St. Louis-San Francisco Railway Co. v. Superior Court, Creek County

290 P.2d 118 | Okla. | 1955

290 P.2d 118 (1955)

ST. LOUIS-SAN FRANCISCO RAILWAY COMPANY, Petitioner,
v.
SUPERIOR COURT, CREEK COUNTY, and the Judge thereof, Respondents.

No. 36414.

Supreme Court of Oklahoma.

April 12, 1955.
Rehearing Denied November 1, 1955.
Application for Leave to File Second Petition for Rehearing Denied November 22, 1955.

James L. Homire, St. Louis, Mo., Satterfield, Franklin & Harmon, Oklahoma City, for petitioner.

Arthurs & Blackstock, Bristow, Bishop & Driscoll, Seminole, for respondents.

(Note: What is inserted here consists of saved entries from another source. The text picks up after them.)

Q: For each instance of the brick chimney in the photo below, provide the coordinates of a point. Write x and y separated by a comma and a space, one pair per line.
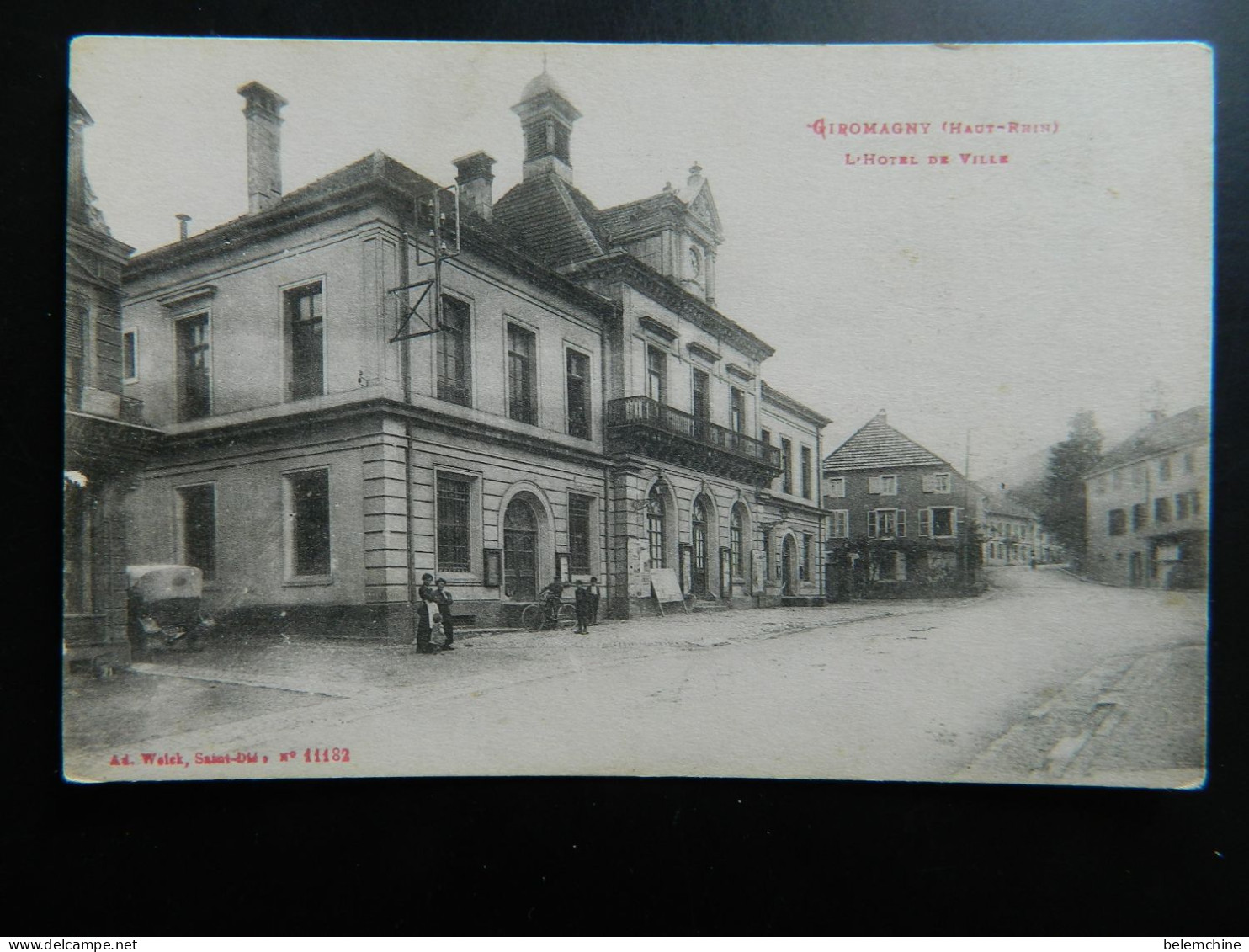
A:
474, 177
263, 145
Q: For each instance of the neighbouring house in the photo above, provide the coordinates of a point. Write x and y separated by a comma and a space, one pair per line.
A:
794, 533
1011, 534
1148, 510
901, 520
106, 441
568, 400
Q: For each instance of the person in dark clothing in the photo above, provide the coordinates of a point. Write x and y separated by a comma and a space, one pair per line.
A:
552, 595
593, 600
581, 596
425, 608
444, 598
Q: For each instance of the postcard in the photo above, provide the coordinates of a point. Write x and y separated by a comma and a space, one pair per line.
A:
448, 409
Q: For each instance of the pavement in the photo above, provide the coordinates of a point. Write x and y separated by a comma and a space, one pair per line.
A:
1043, 680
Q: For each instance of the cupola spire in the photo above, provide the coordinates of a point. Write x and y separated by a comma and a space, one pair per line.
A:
546, 121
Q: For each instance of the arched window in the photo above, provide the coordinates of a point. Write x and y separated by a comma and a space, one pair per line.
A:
656, 529
737, 540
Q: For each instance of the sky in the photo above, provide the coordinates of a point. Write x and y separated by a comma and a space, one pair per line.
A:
980, 304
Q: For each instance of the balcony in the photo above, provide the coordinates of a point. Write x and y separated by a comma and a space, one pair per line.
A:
645, 426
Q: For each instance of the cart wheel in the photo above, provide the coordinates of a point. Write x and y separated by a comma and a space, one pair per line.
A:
531, 617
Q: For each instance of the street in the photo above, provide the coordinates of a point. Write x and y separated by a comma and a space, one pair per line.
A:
1043, 680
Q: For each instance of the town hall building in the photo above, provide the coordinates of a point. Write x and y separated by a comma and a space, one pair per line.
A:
376, 376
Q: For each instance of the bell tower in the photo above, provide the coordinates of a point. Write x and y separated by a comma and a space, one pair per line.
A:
546, 121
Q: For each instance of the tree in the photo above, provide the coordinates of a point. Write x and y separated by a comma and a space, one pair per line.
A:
1063, 513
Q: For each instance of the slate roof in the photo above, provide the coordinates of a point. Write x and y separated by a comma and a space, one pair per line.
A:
1168, 433
555, 221
642, 215
876, 446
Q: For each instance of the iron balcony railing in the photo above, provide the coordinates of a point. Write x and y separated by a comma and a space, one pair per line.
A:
640, 412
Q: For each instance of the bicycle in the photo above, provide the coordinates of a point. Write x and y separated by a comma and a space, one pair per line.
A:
534, 617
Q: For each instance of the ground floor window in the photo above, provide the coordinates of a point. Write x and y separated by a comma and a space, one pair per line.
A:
198, 528
454, 533
656, 529
578, 535
309, 516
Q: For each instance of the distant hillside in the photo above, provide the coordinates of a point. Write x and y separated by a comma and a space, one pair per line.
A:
1023, 480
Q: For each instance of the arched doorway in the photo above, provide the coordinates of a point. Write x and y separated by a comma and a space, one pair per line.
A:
789, 565
520, 551
699, 561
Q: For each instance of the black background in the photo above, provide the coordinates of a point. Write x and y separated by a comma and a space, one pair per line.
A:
552, 856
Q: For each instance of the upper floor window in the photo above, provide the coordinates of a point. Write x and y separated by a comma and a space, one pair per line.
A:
129, 356
882, 485
839, 524
1183, 510
736, 410
521, 394
578, 394
454, 343
657, 375
887, 523
194, 384
701, 402
1161, 508
1117, 521
941, 521
305, 340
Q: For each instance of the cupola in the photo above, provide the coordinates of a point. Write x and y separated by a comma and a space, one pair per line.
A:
546, 121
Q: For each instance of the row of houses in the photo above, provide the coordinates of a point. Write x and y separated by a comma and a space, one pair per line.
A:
376, 375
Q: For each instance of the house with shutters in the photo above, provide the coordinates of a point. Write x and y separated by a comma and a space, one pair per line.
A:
1147, 503
568, 402
902, 521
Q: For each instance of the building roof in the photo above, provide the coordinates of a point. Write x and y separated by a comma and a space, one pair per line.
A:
877, 446
555, 221
1166, 435
786, 402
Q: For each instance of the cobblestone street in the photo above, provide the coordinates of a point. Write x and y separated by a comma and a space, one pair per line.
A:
1043, 680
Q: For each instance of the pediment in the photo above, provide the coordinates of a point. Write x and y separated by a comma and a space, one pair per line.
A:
702, 206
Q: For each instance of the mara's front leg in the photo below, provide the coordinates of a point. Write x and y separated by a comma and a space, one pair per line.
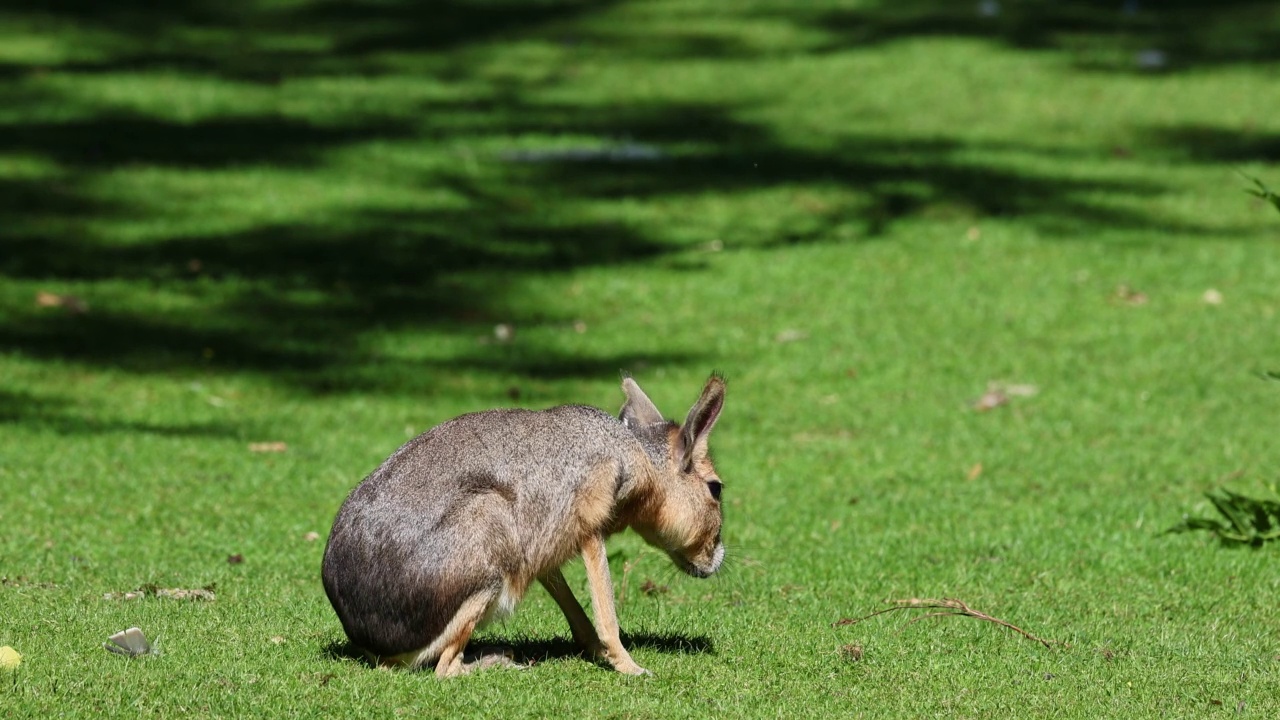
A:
602, 605
584, 634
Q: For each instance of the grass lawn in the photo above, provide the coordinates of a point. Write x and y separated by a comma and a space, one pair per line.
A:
301, 222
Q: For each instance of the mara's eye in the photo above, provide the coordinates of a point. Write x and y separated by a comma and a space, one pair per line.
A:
714, 486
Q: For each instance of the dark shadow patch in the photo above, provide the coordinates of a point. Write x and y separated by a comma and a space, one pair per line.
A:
533, 651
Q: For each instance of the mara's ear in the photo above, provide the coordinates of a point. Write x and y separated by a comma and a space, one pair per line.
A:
638, 410
702, 419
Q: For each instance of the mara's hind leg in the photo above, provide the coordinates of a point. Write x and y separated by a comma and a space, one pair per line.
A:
456, 634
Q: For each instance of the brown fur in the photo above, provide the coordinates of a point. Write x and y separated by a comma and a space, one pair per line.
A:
453, 528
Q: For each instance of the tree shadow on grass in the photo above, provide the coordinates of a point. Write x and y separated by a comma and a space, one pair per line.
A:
1101, 35
533, 651
297, 300
60, 417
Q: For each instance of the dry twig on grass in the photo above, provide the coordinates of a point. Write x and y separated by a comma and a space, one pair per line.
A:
947, 606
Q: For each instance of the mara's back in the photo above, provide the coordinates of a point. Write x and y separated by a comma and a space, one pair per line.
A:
487, 500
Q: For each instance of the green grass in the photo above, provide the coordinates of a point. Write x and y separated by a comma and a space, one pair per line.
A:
300, 222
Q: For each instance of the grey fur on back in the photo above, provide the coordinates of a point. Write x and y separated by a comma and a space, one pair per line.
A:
456, 510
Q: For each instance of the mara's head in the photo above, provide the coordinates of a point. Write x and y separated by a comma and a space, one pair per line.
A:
681, 513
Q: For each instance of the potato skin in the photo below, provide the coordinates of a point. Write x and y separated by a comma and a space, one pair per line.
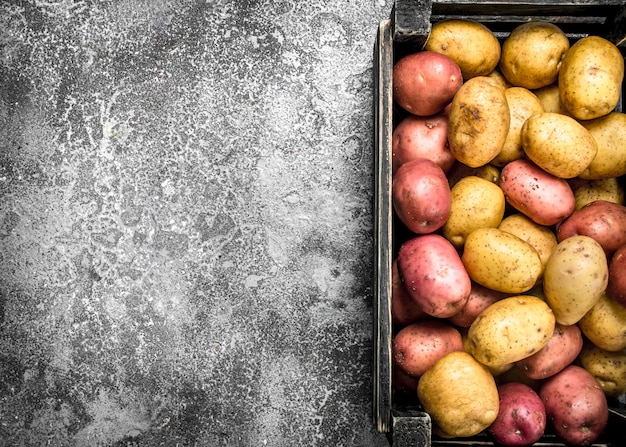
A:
421, 195
590, 78
425, 82
575, 405
562, 349
479, 122
510, 330
521, 419
418, 346
433, 274
421, 137
603, 221
541, 196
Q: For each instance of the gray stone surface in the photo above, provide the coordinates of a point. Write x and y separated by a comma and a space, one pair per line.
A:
186, 222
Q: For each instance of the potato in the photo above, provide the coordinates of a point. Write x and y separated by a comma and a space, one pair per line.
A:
476, 203
478, 122
575, 277
418, 346
521, 419
601, 220
460, 395
532, 54
522, 105
479, 299
421, 137
605, 324
540, 237
587, 191
558, 144
433, 274
575, 405
488, 257
562, 349
472, 45
616, 289
608, 368
421, 196
543, 197
590, 78
510, 330
425, 82
404, 310
609, 132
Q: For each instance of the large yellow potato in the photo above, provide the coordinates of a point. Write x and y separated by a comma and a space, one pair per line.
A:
501, 261
479, 121
605, 324
609, 132
590, 78
558, 144
575, 277
522, 105
510, 330
470, 44
476, 203
532, 54
459, 394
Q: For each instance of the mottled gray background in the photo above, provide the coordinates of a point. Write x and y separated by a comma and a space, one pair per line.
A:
186, 222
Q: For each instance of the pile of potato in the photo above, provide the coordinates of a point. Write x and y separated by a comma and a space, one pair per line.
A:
509, 292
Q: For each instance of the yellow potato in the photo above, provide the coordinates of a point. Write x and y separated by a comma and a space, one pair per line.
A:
605, 324
479, 121
501, 261
532, 54
476, 203
522, 105
609, 368
575, 277
590, 78
472, 45
510, 330
459, 394
541, 238
558, 144
609, 132
587, 191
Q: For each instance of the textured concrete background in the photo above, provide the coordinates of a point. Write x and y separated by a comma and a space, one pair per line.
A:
186, 222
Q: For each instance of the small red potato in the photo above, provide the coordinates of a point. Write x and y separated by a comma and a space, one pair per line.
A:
434, 275
541, 196
616, 288
521, 419
425, 82
419, 345
575, 405
562, 349
422, 137
601, 220
421, 196
404, 310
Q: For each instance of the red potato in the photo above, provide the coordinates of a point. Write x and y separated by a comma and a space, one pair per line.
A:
601, 220
434, 275
421, 196
404, 310
421, 137
576, 405
424, 83
562, 349
541, 196
521, 419
616, 288
418, 346
479, 299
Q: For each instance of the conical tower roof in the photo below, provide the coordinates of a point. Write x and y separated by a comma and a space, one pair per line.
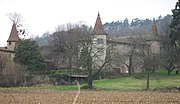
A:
98, 28
154, 28
13, 35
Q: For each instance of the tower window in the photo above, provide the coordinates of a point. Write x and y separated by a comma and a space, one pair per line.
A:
9, 43
100, 41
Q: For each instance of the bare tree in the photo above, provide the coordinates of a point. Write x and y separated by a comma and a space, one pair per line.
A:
93, 58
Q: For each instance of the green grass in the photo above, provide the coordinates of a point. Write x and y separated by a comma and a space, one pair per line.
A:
124, 83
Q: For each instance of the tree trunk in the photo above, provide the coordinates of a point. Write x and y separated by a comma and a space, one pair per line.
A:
169, 72
147, 85
130, 64
90, 79
90, 85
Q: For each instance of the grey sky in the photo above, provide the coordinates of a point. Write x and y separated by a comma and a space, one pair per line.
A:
41, 16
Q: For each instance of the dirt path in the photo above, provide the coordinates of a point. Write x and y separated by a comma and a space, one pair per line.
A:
87, 97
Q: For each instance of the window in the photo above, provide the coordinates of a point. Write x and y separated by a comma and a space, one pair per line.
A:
100, 41
9, 43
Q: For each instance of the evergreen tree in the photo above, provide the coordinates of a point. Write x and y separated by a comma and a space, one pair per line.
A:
175, 35
175, 26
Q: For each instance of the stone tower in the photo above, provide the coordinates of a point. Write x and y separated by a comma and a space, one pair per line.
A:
99, 42
13, 38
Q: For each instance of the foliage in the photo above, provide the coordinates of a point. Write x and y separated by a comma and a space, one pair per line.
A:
27, 53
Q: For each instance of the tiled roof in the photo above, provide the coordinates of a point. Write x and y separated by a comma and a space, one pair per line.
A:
13, 35
98, 28
6, 50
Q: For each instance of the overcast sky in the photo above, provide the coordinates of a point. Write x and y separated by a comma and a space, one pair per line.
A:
41, 16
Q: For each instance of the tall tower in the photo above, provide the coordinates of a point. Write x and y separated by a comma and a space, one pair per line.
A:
13, 38
99, 42
154, 28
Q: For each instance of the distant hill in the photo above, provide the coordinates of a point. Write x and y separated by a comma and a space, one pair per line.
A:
136, 26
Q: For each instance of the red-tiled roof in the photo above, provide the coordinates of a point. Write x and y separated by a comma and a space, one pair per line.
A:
13, 35
98, 28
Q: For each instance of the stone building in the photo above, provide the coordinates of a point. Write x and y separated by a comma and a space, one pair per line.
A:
129, 49
8, 51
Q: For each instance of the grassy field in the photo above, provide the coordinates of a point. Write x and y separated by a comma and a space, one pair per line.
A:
122, 83
87, 97
118, 90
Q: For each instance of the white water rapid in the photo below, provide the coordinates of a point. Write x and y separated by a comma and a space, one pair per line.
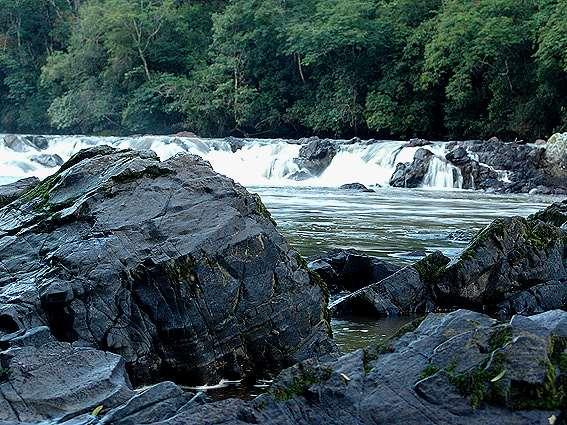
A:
259, 162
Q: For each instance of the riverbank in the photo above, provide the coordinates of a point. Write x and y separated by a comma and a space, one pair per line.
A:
492, 166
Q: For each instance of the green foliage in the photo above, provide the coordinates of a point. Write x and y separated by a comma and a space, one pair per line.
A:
404, 68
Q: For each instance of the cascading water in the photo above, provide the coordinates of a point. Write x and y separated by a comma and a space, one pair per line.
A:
251, 162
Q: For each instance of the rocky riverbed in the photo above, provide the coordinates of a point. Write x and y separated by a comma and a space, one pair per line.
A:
123, 277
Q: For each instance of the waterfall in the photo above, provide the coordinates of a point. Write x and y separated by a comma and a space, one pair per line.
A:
251, 162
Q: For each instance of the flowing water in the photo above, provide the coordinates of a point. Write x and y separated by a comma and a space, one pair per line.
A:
401, 225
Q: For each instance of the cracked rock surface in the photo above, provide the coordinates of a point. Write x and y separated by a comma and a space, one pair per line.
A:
457, 368
168, 264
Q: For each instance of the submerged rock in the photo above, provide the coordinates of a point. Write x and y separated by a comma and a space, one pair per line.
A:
418, 143
359, 187
46, 160
407, 291
10, 192
515, 265
315, 156
527, 167
177, 269
412, 174
474, 174
350, 270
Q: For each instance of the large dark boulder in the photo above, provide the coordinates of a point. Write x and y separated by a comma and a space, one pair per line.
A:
350, 269
50, 380
314, 157
10, 192
514, 265
461, 368
45, 381
412, 174
527, 167
177, 269
407, 291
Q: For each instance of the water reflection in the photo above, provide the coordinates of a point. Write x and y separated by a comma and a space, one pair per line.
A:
400, 224
358, 332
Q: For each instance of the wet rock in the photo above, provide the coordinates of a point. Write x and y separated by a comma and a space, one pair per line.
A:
513, 265
46, 160
16, 143
407, 291
56, 379
359, 187
478, 176
39, 142
350, 270
458, 156
556, 156
526, 166
177, 269
316, 155
185, 134
412, 174
235, 143
413, 143
397, 381
10, 192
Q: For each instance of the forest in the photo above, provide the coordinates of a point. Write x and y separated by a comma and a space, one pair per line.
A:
285, 68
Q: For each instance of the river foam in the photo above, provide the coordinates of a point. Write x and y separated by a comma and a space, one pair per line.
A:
256, 162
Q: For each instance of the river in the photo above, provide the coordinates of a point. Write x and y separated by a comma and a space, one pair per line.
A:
400, 225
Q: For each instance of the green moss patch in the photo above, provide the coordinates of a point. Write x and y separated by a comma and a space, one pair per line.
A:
372, 352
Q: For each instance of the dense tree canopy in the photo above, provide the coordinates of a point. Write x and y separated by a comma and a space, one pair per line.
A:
390, 68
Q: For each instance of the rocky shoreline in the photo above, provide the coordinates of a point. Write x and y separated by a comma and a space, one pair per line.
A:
121, 273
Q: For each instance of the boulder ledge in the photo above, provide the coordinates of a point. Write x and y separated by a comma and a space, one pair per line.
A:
170, 265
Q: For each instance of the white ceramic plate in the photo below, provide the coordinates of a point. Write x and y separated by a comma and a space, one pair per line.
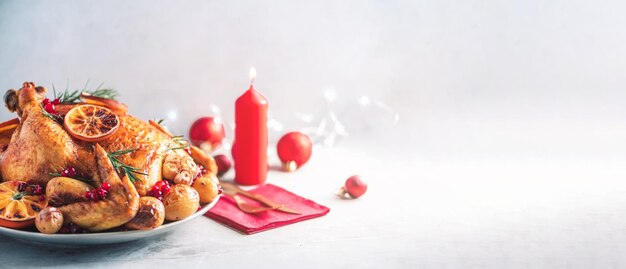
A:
100, 238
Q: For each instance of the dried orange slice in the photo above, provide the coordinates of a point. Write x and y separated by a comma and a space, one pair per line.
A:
91, 123
18, 209
115, 106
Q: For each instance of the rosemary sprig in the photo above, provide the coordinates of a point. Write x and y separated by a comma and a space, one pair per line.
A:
56, 118
18, 195
122, 168
74, 177
180, 143
70, 97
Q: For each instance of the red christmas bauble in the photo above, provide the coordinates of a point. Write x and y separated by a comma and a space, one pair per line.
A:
223, 164
355, 187
295, 147
207, 133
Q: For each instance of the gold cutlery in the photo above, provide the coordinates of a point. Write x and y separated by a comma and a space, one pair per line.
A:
232, 190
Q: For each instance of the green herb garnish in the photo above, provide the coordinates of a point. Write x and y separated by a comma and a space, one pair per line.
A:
122, 168
70, 97
18, 195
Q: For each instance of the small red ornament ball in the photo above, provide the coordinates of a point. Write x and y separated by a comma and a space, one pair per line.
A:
296, 147
207, 132
355, 187
223, 164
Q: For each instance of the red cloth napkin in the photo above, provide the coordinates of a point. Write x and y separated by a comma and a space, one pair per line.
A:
227, 212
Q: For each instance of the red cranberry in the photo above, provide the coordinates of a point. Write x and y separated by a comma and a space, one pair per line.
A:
21, 186
156, 193
102, 193
94, 196
68, 172
223, 164
165, 189
159, 184
49, 107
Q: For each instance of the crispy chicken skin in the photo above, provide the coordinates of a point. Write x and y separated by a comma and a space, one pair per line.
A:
119, 207
40, 146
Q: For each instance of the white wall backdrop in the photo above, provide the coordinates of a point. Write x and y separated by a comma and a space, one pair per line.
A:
534, 78
510, 142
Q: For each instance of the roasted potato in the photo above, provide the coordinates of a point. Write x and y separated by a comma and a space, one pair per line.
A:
150, 215
207, 187
49, 220
203, 159
64, 190
181, 202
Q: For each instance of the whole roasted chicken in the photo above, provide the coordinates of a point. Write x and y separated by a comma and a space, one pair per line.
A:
40, 148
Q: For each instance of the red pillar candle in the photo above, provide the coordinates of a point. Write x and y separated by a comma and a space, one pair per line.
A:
250, 152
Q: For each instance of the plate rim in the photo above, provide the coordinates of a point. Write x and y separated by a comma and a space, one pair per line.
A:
14, 233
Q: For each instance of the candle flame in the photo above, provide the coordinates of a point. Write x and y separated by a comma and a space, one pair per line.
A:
252, 74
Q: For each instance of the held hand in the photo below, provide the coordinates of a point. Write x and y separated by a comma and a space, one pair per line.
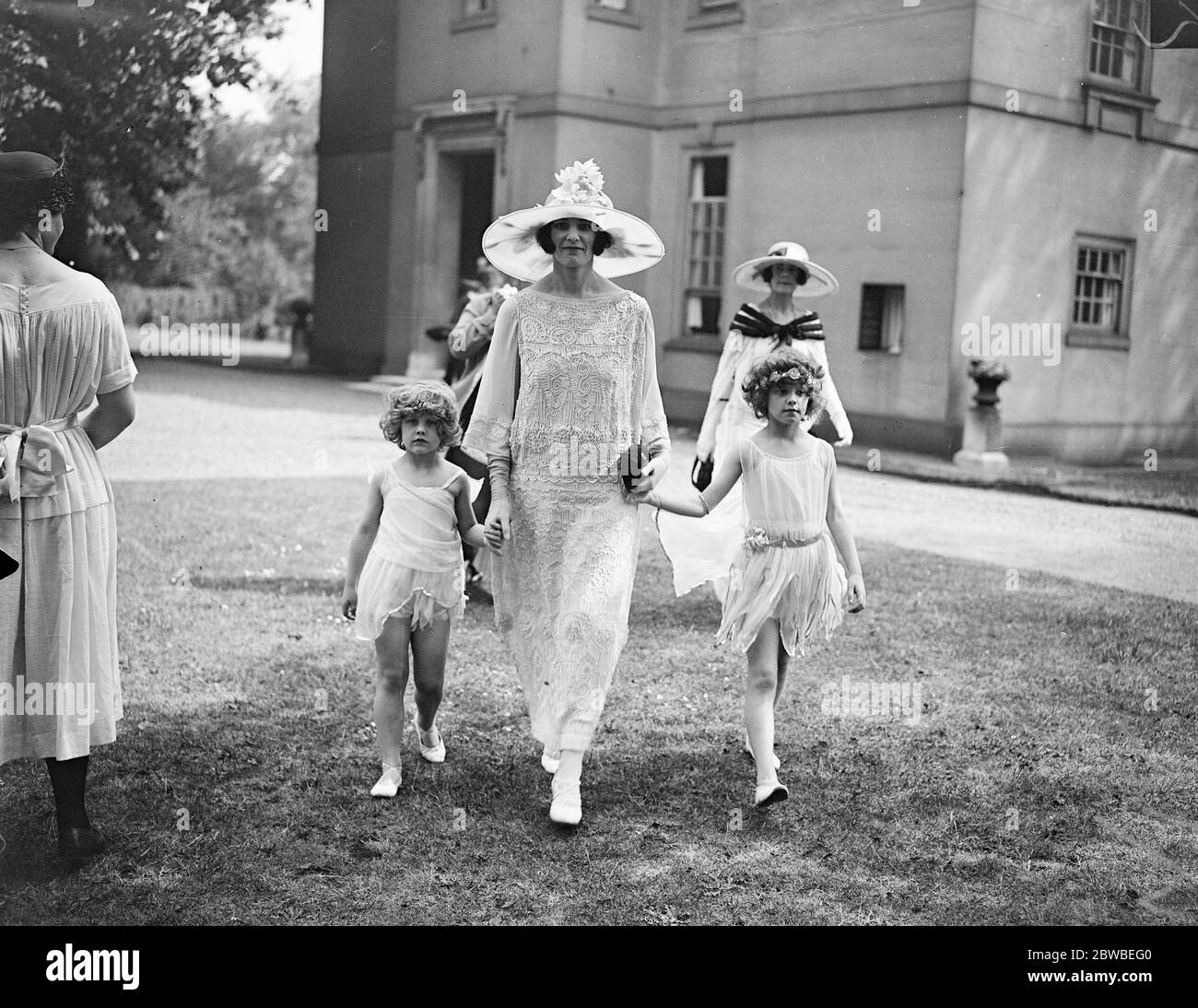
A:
855, 592
652, 471
498, 528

Rainey, Flynn, Green & Anderson, Oklahoma City, Gen. Sols., A., T. & S.F. Ry. Co., amicus curiae.

Savage, Gibson, Benefield & Shelton, Oklahoma City, for Oklahoma, C., R.I. & P.R. Co., amicus curiae.

Dan M. Welch, Oklahoma City, Gen. Atty. for Oklahoma, M.-K.-T. R.R. Co., amicus curiae.

*119 WILLIAMS, Vice Chief Justice.

This is an application by petitioner for an order or writ of mandamus directed to respondent to enforce the remedial order and opinion issued by this court herein on July 13, 1954.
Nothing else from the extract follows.